I just returned from what will probably be my last ice-fishing trip of the year. There is still some ice-fishing available in some areas of the Midwest, but many anglers are now turning to the open water season that is here or fast approaching. If you are done ice-fishing for the year, there are some things you should do to make sure your equipment is ready for next season.
Let's take care of the auger first. The folks at Jiffy are leaders in ice-auger technology and recommend this for storing your auger.
First, drain the fuel tank.
Next, make sure the fuel cap is on tight and that the vent cap is tightly closed. Also, disconnect the sparkplug wire from the sparkplug and keep it away from the sparkplug.
Check the blades for nicks. Think about the last time you used the auger. Did it cut cleanly and quickly? If it didn't, or if there are nicks, have the blades sharpened or replaced. The blades on some Jiffy augers have a three year warranty, so be sure to keep that in mind.

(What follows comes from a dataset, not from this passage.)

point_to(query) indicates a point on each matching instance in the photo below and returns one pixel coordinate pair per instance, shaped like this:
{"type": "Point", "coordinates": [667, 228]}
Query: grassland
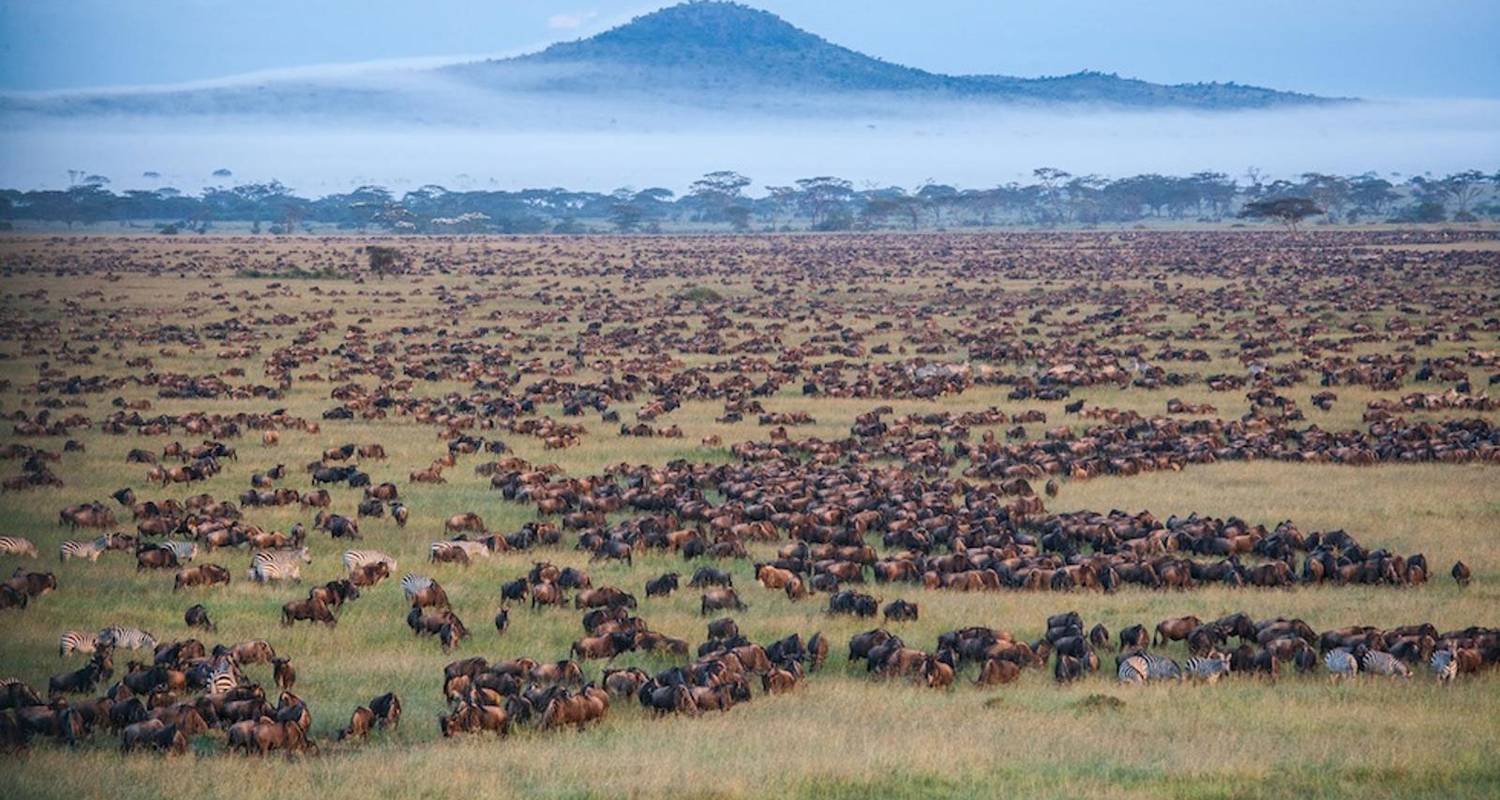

Now let's look at our shelter. Set it up in a location that will allow air to circulate through it. We want it to be completely dry before it is stored.

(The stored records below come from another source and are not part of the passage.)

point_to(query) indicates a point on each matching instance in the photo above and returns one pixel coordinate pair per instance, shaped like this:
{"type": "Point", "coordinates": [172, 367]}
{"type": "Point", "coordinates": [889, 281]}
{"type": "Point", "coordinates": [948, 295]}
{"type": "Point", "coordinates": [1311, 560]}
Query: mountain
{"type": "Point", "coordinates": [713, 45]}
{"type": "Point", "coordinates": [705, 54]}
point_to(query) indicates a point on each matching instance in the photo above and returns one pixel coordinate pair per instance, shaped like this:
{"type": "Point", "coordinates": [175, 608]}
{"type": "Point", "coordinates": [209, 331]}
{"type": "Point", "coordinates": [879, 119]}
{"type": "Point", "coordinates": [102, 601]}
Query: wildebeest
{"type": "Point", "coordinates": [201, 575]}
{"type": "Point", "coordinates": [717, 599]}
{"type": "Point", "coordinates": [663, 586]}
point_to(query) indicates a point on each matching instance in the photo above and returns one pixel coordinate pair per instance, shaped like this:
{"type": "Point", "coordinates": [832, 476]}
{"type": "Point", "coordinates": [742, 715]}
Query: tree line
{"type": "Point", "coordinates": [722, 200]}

Clean the shelter out completely. Crumbs or anything else that smells will attract mice, and we don't want mice leaving a mess in our shelter. If your shelter is clean when you put it away for the summer, it should be clean when you need it next winter.

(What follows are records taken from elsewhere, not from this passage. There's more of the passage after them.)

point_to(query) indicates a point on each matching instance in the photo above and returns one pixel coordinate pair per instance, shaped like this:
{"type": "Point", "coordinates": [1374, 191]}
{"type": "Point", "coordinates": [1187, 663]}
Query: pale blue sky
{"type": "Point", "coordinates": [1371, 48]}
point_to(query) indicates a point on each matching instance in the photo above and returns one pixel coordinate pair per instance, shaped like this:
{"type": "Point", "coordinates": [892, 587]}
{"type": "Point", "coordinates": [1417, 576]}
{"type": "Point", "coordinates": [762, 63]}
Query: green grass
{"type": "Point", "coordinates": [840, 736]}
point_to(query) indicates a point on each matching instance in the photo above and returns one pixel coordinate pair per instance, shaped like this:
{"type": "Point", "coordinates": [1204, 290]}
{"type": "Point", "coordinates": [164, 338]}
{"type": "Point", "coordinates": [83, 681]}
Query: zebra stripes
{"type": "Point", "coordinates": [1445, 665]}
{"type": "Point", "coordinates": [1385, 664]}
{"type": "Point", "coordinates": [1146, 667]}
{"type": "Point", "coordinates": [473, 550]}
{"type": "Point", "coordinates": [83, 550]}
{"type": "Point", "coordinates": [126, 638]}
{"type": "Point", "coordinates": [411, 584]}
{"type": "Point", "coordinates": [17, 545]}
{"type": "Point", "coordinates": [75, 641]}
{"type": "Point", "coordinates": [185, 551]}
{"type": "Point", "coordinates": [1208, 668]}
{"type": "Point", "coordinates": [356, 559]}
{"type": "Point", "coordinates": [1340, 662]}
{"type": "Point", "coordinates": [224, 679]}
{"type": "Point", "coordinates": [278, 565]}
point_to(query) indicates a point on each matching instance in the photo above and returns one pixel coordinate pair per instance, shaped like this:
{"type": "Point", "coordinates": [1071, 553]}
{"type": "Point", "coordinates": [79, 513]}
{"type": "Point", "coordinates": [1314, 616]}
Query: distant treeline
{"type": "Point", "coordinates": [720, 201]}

Next stop, depth-finders. Again, make sure some air has circulated around it so it's completely dry when put into storage. Charge the battery completely, then disconnect the power connections. You should probably check the unit during the summer and add power if necessary. Some of the MarCum units that have become so popular have power readouts that make checking power levels very easy and accurate.
I like to take some of the line off my reels at the end of the season. By doing so, I must put new line on to start the next season.
Open your tackle-box for ice-fishing and let everything in there dry out as well. Check for any lures that might need hooks replaced, and take an inventory of lures that have been lost during the past season. Also, if a lure has been particularly productive, you should get another one or two of that lure, just to make sure you have plenty next time you're on the ice.
If you do these tasks now, you will be ready to take advantage of first ice when it gets here. And, as it seems time passes faster every year, it won't be long until we're preparing for another ice-fishing season.